Die einzige Möglichkeit, die Angst voreinander zu verlieren, liegt in der Vernetzung. Je besser wir uns kennenlernen, desto effektiver kann die Kommunikation verlaufen. Wau Holland lobt eine Gesprächskultur, die sich auf der abstrakten Form von Programmzeilen aufbaut, dem Linux-Betriebssystem beispielsweise, das gerade in Mode ist, einer quelloffenen Software, die dem Benutzer einen direkten Zugriff auf den Energiefluß der Kommunikation gewährt. Wer nur durch die genormten Windows auf die digitale Welt schaut, wird zum Knöpfchendrücker und Soft-Soldaten. Das Land Mexiko beispielsweise stattet jetzt seine Schulen nicht mehr vorrangig mit Microsoft-Produkten aus, sondern läßt die Schüler an Linux arbeiten. So lernen sie das Betriebssystem, den Verwaltungsapparat des Computers. Das bereitet zwar mehr Mühe, doch nach einer entsprechenden Verzögerungszeit von einigen Jahren wird die mexikanische Volkswirtschaft am Weltmarkt für Wissen eine andere Rolle spielen als ein System, das nur Anwender heranzüchtet. Holland: „Wenn hierzulande den Schülern etwas beigebracht wird, dann sicher nicht im Informatikunterricht, sondern vielleicht in Deutsch, Englisch oder Physik.“
Im zweistöckigen Hackcenter, dem Herzen des Kongresses, ist Tag und Nacht Betrieb. Zwischen Maschinen, Mäusen und Menschen herrscht überaufmerksame Stimmung. Fotografieren ist streng verboten, und jemand spielt den Blues auf einer Mundharmonika: Wo liegt meine Heimat? Aus einem Kassettenrecorder ertönt deutscher Folk: „Herr, gib mir was, das ich ihr bieten kann. Herr, du bist doch sonst so klug. Sie sagt, sie will einen richtigen Mann, und ich bin ihr nicht richtig genug.“
Riesige Joysticks stehen neben den Terminals. Viel Spaß am Gerät: das ist der notorische Hackergruß. Zum ersten Mal findet die mittlerweile 15. Jahresversammlung des Chaos Computer Clubs in Berlin statt, im Haus am Köllnischen Park, einem Monstrum sozialistischer Impotenzarchitektur. Das DDR-Ambiente fügt sich gut ein in die bleichen Gesichter und die achtlose Kleidung der Gäste. Hacker sind die am normalsten aussehenden Subversiven.

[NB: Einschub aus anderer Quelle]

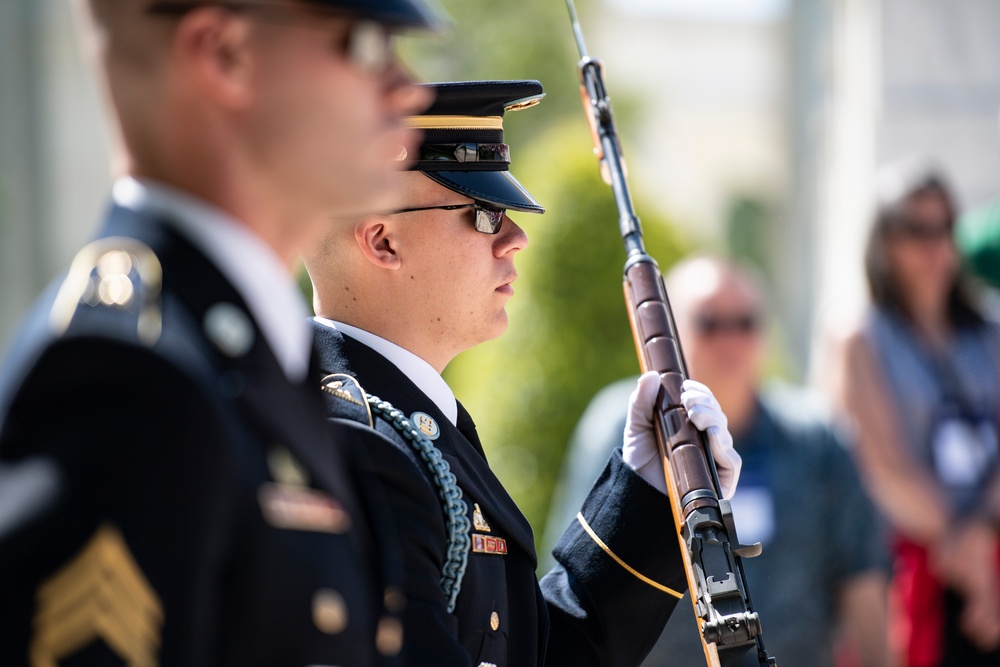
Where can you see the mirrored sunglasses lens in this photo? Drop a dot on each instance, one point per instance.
(489, 220)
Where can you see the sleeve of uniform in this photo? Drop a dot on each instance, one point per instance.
(408, 501)
(112, 512)
(619, 574)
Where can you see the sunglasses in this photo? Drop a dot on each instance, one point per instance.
(923, 233)
(714, 325)
(488, 220)
(367, 44)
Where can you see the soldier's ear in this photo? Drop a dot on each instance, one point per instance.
(215, 47)
(377, 241)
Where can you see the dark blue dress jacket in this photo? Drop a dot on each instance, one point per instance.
(588, 610)
(167, 496)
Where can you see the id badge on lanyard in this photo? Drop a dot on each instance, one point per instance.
(963, 450)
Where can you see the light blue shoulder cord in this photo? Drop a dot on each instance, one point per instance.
(455, 509)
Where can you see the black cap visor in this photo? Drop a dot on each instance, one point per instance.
(498, 188)
(402, 13)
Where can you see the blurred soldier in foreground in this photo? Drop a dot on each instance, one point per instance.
(398, 295)
(169, 491)
(822, 568)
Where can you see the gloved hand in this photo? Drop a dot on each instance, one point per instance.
(639, 449)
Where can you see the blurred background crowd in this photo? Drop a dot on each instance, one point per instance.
(842, 156)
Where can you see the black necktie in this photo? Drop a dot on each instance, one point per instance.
(468, 429)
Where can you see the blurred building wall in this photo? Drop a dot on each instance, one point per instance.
(54, 176)
(905, 77)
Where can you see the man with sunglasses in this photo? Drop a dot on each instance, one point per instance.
(397, 296)
(820, 583)
(170, 492)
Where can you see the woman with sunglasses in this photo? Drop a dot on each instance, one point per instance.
(398, 295)
(921, 380)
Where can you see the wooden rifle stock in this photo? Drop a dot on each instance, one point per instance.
(703, 521)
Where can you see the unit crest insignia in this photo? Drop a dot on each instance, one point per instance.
(478, 520)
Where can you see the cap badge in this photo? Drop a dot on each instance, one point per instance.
(424, 423)
(478, 520)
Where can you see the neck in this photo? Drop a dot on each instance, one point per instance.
(395, 329)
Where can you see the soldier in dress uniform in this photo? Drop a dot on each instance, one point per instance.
(170, 492)
(397, 296)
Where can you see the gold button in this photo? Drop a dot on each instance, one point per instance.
(389, 636)
(329, 611)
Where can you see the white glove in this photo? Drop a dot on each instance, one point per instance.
(639, 448)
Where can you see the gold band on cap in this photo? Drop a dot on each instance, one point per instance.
(454, 122)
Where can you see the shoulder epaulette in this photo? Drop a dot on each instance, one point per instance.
(116, 273)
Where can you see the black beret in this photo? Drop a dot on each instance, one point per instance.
(463, 147)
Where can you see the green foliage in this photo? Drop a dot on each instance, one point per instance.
(568, 333)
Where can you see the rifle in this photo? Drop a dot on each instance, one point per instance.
(703, 520)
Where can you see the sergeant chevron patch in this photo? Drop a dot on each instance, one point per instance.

Es sind beinahe ausschließlich Männer da, und auf Schaltkreisebene wird es homoerotisch: Ich komm bei dir rein. Ich knack dich. Die aberhundert Computer im riesigen Hackzentrum emittieren eine erstaunliche Abwärme, die ersten Pullis werden ausgezogen, Unterhemden zeigen untätowierte Oberarme. Nackte Zehen zwischen Kabeln in Hochbetrieb, Mineralwasserflaschen werden herumgereicht im künstlich beleuchteten Raum.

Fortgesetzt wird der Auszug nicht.